Будь все иначе (будь все иначе с ней), она бы спросила – «стоили ли эти цели таких жертв?». Будь все иначе (будь она равнодушна и бессердечна совсем в ином смысле), она бы принесла поздравления, ведь ещё один план выполнен. С Йонко Кайдо покончено. Будь все иначе (будь её разум более рационален и жесток), она бы спросила – «что дальше?»/«кто дальше?». Но все совсем не так и она едва держится, чтобы не озвучить весь рой бессмысленных фраз. «Что тебя сломало?», «Сколько уже могил в твоем сердце?», «Почему все это было так важно?».
Только все это – никогда не сорвётся с сухих искусанных губ. Между ними может быть хоть тысяча ночей (бессонных по любой из причин), не раз прикрытые спины, какие-то деловые соглашения, но не доверие. Стакан воды, снотворное, горький кофе. Стандартный набор, который предложит кто угодно. Но не доверие. Даже если она уже знает больше, чем можно выяснить постороннему из открытых источников.
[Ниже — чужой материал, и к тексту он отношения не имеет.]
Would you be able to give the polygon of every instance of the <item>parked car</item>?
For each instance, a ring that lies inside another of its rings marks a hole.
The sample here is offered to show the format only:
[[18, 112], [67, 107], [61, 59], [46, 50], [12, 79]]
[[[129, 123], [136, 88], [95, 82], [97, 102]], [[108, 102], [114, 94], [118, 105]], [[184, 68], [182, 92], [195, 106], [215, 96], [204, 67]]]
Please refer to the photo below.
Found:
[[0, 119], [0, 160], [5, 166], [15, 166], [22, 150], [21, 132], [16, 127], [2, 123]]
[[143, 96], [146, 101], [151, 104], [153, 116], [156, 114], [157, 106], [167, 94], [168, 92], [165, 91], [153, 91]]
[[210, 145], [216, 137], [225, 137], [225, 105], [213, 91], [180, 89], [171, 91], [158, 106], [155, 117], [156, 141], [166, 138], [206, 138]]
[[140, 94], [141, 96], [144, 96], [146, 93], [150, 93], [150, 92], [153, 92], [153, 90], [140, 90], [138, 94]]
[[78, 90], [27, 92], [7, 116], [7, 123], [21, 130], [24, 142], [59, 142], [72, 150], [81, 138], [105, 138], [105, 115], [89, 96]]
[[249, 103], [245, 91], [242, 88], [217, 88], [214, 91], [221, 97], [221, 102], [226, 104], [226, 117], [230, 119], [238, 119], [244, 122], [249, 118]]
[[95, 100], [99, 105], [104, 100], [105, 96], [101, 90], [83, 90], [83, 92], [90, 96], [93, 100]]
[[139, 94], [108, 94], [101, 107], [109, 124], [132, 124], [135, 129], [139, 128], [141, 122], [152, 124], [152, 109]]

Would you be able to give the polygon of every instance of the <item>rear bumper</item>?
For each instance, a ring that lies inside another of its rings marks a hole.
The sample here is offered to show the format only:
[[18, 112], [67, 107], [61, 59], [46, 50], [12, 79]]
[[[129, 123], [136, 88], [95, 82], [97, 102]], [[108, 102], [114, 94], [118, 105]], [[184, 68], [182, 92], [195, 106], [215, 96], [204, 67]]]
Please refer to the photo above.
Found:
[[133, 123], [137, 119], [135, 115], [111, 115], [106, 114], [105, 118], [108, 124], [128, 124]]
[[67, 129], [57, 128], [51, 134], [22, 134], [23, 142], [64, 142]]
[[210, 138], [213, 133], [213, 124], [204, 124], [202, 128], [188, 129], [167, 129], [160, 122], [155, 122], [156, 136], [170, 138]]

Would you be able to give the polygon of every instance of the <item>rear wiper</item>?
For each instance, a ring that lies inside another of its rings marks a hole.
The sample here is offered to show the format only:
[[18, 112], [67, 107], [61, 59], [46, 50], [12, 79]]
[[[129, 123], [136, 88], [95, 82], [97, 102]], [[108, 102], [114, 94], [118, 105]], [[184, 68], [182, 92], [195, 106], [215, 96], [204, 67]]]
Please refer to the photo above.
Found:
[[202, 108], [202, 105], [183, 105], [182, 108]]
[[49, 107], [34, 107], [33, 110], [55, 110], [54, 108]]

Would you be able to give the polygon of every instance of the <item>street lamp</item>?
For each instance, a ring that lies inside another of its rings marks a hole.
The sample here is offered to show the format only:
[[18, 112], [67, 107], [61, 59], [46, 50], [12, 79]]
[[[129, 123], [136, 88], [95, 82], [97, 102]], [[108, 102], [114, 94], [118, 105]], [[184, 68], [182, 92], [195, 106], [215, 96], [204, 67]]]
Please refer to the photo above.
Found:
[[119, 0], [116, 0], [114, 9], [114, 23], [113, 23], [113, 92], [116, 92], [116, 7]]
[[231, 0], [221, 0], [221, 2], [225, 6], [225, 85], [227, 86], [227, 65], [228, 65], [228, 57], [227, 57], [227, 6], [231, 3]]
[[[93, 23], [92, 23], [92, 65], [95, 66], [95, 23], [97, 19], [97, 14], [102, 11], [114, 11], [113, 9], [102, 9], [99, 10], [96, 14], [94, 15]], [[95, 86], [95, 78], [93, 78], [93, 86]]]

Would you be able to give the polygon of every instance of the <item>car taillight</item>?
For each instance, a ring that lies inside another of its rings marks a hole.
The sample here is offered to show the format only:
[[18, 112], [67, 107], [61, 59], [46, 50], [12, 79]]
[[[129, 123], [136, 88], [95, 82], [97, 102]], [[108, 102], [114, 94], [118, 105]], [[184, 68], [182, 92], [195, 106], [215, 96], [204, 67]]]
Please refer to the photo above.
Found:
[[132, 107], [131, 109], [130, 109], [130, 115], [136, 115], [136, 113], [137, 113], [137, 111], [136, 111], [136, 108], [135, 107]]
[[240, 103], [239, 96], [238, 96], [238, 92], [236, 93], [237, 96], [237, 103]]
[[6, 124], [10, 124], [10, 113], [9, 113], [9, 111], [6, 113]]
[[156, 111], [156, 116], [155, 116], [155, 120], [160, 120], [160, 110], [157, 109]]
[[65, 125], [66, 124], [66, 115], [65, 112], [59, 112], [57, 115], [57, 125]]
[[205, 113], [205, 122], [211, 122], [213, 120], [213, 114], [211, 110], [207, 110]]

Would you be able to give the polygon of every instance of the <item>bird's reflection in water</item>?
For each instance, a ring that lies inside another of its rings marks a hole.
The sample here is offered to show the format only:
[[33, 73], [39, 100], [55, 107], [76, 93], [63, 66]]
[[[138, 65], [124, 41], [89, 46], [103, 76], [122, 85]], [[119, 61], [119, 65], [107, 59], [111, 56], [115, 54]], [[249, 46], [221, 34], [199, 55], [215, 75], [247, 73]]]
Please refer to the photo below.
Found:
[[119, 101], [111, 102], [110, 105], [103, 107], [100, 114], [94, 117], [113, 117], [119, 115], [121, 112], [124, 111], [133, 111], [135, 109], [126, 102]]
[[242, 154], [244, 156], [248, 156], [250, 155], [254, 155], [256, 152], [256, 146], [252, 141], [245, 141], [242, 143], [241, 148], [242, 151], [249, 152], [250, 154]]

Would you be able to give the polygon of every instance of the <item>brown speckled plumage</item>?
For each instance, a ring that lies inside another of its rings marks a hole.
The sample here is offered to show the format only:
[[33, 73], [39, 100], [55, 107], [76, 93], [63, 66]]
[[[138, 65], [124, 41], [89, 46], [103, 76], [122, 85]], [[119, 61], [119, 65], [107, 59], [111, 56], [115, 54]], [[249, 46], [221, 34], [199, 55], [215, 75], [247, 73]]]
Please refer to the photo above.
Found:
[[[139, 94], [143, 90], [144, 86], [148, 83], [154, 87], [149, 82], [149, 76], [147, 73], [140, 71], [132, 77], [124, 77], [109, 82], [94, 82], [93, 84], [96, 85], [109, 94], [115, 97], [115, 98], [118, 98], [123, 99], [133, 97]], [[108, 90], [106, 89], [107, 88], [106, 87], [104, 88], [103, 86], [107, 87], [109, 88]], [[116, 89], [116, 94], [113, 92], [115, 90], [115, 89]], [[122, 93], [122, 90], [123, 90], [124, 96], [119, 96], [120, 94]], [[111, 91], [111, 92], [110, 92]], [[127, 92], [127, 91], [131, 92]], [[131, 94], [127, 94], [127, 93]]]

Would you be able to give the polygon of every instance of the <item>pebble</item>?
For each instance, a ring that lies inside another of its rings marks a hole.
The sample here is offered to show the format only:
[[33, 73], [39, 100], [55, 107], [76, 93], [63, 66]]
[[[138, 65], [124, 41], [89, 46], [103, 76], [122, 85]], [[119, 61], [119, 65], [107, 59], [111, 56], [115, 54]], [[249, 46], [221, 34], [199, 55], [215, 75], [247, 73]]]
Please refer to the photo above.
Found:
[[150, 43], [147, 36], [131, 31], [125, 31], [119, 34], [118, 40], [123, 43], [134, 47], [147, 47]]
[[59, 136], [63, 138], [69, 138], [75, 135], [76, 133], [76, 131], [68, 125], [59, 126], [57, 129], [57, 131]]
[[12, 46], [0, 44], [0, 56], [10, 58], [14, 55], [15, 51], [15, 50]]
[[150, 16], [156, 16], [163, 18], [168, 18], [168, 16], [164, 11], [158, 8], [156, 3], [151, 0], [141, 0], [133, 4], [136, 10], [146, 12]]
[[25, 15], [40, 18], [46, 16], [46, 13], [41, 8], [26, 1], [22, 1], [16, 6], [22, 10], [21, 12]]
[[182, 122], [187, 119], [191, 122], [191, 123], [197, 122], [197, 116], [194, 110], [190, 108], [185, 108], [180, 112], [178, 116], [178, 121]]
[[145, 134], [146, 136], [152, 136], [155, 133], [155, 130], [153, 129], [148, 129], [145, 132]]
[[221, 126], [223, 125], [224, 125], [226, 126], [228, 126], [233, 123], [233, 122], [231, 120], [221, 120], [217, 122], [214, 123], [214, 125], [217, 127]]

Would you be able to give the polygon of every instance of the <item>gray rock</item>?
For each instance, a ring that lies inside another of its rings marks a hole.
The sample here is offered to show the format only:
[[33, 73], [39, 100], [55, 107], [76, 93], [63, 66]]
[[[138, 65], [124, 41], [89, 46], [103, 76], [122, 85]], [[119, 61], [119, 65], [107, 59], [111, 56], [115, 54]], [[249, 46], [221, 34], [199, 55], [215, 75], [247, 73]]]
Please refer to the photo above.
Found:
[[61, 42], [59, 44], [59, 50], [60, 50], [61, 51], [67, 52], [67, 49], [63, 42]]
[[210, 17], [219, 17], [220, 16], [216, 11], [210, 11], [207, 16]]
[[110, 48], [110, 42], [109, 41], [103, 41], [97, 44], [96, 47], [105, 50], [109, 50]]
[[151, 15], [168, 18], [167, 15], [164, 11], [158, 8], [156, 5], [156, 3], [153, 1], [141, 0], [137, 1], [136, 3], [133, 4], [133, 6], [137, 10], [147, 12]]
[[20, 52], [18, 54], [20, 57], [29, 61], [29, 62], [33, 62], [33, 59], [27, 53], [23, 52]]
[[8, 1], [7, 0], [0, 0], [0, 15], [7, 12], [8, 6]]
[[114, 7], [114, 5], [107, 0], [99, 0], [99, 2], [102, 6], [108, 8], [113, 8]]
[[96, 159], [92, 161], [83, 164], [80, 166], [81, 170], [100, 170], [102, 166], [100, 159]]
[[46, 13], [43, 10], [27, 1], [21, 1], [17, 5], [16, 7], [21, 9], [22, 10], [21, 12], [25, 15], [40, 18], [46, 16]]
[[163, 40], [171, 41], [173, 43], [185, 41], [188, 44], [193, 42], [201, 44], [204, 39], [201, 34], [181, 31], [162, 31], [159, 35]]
Хотя, возможно, Ло просто не способен (боится) кому-то доверять. Отгораживается каменной стеной даже от оставшейся команды – толстой, прочной: не пробить. Едва сдерживается, чтобы не шарахнуть дверью: это Монэ видит по напрягшейся в последний миг руке, останавливающей резкий порыв. Молча уходит от любых расспросов и жестов поддержки: виноватые, сожалеющие, понимающие взгляды летят вслед. Пираты Сердца прекрасно изучили своего капитана, но не сопереживать не могут – они все столкнулись с потерей. Потерей, что была бы еще значительней, если бы не Альянс.
Монэ тоже прекрасно изучила характер Ло и совершенно точно она последняя, кто сейчас ему нужен, но это сильнее нее.
Сдаваясь черноте тревоги, поглощающей её безвозвратно, Монэ бесшумно сокращает расстояние от дверного проёма до постели – путь длиной в двенадцать неровных ударов сердца. Колотящегося где-то отдельно от неё, ждущего разбивающее стеклянную тишину «Уйди». Холодные руки неуверенно обнимают окаменевшие плечи, получившие еще несколько глубоких шрамов, рассекших линии татуировки: сейчас, быть может, лучше бы иметь крылья, но решение вернуться к прежней форме принадлежало ей. Потому что жечь мосты стоит так, чтобы и пепла не осталось. Она больше не шпион Джокера. И ее иллюзия птичьей клетки рассеяна, хоть и реальность мало чем напоминает детские мечты.
Впрочем, здесь у неё снова есть имя. И есть свобода. Это уже немало.
И есть что-то не менее иллюзорное, призрачное в мужчине, который упирается лбом ей в ключицу, когда она опускается рядом на сбитые простыни. Что-то так глупо обнадёживающее в чуть позже не отталкивающих – сжимающих ее кофту где-то у лопаток пальцах: хотя бы сейчас она имеет какое-то значение. Даже если Ло не чувствует реальность и не узнает её. Что-то более интимное и важное в мерном слабом дыхании, щекочущем обнаженную кожу, чем все слова. В этом абсолютном молчании одной из самых страшных ночей и впервые ответных (одной рукой, скорее ищуще-бессильных, чем осознанных) объятиях Монэ слышит то, что никогда не будет произнесено вслух.
Не уходи.
Потому что потерь слишком много, и каждая новая – по старой гноящейся ране. Ещё больнее.
И, прикрывая обожженные глаза, знает ответ, который выстукивает так и не вернувшееся к ней сердце. Потому что бесконечное одиночество хуже бесконечного страха.
Даже если она (и они – друг другу) все ещё никто.